ほのを助けられるっていうなら、秩序を整えるんだか何だか知らないけどやるしかない!
でも全然具体的じゃない!!
「なるほど。なんとなく今の私には分からないことが分かった。
それで?
どうすれば秩序を整えることが出来るの?」
≪ズバリ、魔法を行使するということだ。≫
「何の魔法?」
≪時に咲、魔法その物について深く考えたことはあるか?≫
まずあたしの質問に答えて……
というか、また、質問?
でもまあ、さっきの質問よりは単純明快ね。
「もちろん、考えたことなんてないわ。あたしは宮椋博士じゃないからそんなこと興味ない。」
≪まあ、そうだろうな。
当たり前に使える力に深い興味を持つのは何時であろうと、何処であろうと、その力を赤の他人のために使おうと思う人間のみであるからな。
なぜかな。≫
「なにっ!?あたしが気配りのできない自己中だって言いたいのっ!?」
腹立つっ!!!
なんなのっ!ホントに!
この無駄にきらきらした鱗を持つまともな会話をしようとしないデカブツっ!!!
≪そうではない。そもそもそれは的外れな感想であるな。
まあ、そこはどうでもよい。≫
全っ然よくない!!
少しは会話をしてる相手の感情を推し量りながら喋って欲しいんですけどっ!
≪では、お主たちのいう魔法、いや正確に言えばそのように見えている不鮮明な何かについて話してやろう。

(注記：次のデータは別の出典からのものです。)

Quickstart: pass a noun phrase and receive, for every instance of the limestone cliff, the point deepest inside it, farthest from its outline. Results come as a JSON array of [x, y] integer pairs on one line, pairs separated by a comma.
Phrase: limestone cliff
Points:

端的に言えばあらゆる事物事象の根源のひとつにして、一つの法則だ。
人間達のいう科学技術も魔法なくしては生まれていない。
そもそもあらゆる生物は魔法がなければ生まれていない。
そしてもちろん、生物そのものも魔法によって生きることが出来ている。
人間の認識としてはどうやら、
魔法は過程をある程度飛ばしてそれなりの結果を得ることが出来る、便利で、それでありながら曖昧なものであり、
科学技術は明確な過程を経て確実な結果を得られるものである、と捉えているようだがとんだ間違いだ。
どうやって科学技術が発展していったかを考えれば、それが魔法の派生物、つまり魔術の一端であることくらい簡単に辿り着きそうなものだが、どの世界でもそこまでたどり着く生物を見たことはない。
なぜならほとんどの世界で魔法と高度な科学技術が同時に発展することはほぼないからだ。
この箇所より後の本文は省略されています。